The memory may be used to store the computer program, and the processor may implement various functions of the terminal device by running or executing the computer program stored in the memory and invoking data stored in the memory. The memory may mainly include a storage program area and a storage data area, wherein the storage program area may store an operating system, an application program required for at least one function, and the like; the storage data area may store data created according to the use of the cellular phone, etc. In addition, the memory may include high-speed random access memory, and may also include non-volatile memory, such as a hard disk, memory, plug-in hard disk, smart Media Card (SMC), secure Digital (SD) Card, flash Card (Flash Card), at least one disk storage device, flash memory device, or other volatile solid state storage device.

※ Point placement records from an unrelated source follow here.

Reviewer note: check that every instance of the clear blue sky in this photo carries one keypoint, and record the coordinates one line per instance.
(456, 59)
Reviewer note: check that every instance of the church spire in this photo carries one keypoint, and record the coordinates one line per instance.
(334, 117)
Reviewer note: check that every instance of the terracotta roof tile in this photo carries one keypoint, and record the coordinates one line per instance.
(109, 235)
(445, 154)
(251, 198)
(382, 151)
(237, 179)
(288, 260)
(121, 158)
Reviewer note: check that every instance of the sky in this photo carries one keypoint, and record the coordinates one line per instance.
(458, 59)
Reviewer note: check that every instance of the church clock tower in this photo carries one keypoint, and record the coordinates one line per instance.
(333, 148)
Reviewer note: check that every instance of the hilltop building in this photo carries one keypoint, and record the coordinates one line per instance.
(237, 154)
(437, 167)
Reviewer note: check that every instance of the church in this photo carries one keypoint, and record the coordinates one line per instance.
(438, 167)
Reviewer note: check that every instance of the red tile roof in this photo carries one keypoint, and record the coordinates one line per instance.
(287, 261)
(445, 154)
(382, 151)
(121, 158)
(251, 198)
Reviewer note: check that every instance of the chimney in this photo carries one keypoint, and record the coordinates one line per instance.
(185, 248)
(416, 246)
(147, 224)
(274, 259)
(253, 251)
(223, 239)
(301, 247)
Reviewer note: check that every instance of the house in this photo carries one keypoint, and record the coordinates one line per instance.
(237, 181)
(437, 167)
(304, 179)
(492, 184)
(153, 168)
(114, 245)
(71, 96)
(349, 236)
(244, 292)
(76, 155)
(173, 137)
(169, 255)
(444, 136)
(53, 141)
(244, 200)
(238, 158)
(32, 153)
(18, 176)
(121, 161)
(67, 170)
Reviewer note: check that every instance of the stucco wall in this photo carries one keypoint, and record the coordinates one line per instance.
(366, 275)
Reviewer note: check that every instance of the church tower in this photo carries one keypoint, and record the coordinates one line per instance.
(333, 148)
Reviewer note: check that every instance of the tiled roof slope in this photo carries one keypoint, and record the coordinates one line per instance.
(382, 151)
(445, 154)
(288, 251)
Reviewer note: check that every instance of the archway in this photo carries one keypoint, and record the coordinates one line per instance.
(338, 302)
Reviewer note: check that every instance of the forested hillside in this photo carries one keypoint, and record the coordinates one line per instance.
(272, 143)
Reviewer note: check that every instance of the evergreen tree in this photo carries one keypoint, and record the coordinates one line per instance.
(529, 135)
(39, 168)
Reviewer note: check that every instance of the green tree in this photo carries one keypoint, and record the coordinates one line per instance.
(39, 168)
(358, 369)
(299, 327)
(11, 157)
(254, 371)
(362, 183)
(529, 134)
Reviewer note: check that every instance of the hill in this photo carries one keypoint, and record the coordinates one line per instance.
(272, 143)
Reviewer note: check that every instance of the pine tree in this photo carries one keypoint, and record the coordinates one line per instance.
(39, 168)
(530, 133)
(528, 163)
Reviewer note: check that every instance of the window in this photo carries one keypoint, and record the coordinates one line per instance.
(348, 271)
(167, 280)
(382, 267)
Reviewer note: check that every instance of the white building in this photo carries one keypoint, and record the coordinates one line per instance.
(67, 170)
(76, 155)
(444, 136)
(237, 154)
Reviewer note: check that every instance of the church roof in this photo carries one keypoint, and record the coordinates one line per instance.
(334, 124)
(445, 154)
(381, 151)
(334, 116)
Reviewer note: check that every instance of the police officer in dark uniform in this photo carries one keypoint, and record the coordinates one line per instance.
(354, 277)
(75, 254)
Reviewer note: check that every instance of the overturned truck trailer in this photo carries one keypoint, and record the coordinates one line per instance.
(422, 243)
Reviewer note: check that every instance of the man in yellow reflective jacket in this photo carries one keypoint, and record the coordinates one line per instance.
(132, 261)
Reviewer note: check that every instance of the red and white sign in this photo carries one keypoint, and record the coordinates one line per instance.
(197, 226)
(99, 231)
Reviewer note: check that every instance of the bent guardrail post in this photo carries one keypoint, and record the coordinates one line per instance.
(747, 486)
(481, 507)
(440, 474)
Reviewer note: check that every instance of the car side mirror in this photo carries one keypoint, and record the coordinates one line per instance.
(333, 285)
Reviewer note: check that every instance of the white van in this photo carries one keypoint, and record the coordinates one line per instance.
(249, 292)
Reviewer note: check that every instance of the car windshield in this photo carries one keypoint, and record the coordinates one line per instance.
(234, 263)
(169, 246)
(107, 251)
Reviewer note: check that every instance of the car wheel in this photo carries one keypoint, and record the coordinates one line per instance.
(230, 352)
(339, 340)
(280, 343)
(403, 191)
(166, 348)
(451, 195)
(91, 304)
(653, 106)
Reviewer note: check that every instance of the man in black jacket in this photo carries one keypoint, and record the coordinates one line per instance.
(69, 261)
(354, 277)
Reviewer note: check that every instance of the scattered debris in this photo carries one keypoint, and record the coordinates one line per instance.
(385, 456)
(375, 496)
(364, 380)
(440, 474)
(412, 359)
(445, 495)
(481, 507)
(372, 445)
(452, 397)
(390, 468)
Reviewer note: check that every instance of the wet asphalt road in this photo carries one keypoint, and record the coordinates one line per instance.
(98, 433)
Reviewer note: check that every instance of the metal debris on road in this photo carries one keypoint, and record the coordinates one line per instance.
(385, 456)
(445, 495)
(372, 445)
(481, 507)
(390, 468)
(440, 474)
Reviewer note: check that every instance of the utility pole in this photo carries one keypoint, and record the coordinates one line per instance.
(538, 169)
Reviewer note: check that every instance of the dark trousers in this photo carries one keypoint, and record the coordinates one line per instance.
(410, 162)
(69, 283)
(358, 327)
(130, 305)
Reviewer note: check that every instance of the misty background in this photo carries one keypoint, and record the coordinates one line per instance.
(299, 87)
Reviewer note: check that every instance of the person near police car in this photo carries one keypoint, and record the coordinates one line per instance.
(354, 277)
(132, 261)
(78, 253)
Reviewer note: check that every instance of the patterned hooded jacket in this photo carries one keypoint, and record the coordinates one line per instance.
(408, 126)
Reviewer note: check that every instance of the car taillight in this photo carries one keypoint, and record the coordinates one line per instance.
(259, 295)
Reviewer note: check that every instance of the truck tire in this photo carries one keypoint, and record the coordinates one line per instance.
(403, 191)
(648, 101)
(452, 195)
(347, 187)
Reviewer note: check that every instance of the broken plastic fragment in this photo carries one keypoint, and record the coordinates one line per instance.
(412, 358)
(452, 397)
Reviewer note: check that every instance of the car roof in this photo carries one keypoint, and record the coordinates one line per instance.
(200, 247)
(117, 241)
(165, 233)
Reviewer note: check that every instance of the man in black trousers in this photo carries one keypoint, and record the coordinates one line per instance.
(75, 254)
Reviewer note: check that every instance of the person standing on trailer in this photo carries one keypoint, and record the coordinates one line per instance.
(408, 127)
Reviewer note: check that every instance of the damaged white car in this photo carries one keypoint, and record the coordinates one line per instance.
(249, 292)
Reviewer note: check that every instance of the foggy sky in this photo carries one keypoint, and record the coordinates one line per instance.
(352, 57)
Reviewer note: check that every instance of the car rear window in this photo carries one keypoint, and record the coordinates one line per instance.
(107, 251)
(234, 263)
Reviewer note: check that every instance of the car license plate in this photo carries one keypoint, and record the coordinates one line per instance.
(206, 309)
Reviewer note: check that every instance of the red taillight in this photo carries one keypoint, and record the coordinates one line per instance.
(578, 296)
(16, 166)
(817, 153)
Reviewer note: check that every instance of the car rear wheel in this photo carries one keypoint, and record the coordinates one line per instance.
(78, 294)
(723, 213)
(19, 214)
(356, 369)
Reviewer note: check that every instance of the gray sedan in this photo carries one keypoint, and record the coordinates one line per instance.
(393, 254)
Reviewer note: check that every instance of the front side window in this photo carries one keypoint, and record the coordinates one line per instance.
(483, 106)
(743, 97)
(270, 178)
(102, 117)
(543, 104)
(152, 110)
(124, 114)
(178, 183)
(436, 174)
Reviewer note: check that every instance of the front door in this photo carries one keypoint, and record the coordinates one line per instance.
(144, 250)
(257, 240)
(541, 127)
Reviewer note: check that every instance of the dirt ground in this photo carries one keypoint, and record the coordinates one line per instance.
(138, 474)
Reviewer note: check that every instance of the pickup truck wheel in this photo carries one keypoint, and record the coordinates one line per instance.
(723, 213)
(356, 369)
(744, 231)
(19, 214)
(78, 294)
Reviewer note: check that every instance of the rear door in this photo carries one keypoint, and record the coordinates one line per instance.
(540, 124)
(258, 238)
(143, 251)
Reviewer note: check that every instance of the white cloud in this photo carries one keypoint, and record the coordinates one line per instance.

The storage medium is a computer readable storage medium, and the computer program is stored in the computer readable storage medium, and when executed by a processor, the computer program can implement the steps of the above-mentioned method embodiments. Wherein the computer program comprises computer program code which may be in source code form, object code form, executable file or some intermediate form etc. The computer readable medium may include: any entity or device capable of carrying the computer program code, a recording medium, a U disk, a removable hard disk, a magnetic disk, an optical disk, a computer Memory, a Read-Only Memory (ROM), a random access Memory (RAM, random Access Memory), an electrical carrier signal, a telecommunications signal, a software distribution medium, and so forth.

While the foregoing is directed to the preferred embodiments of the present invention, it will be appreciated by those skilled in the art that changes and modifications may be made without departing from the principles of the invention, such changes and modifications are also intended to be within the scope of the invention.

Claims

1. A commodity area detection method, comprising:

2. The commodity area detection method according to claim 1, wherein the image area detection model comprises: the feature extraction layer, the feature association layer and the rectangular frame prediction head;

3. The method of claim 1, wherein the training of the image area detection model comprises:

4. A commodity area detection method according to claim 3, wherein said calculating learning target values for the positive and negative samples, respectively, comprises:

5. A method for detecting a commodity area according to claim 3, wherein the loss function of the image area detection model to be trained is specifically:

6. A commodity area detection method according to claim 3, wherein said generating a detection frame for said partial image to be detected corresponding to said panoramic image to be detected comprises:

7. The commodity area detection method according to claim 1, wherein 60% of the samples are trained in a strong supervised training manner and 40% of the samples are trained in a self-supervised training manner when the image area detection model to be trained is iteratively trained.

8. A commodity area detecting apparatus, comprising:

9. A terminal device comprising a processor, a memory and a computer program stored in the memory and configured to be executed by the processor, the processor implementing a commodity area detection method according to any one of claims 1 to 7 when the computer program is executed.

10. A computer readable storage medium, characterized in that the computer readable storage medium comprises a stored computer program, wherein the computer program, when run, controls a device in which the computer readable storage medium is located to perform a commodity area detection method according to any one of claims 1 to 7.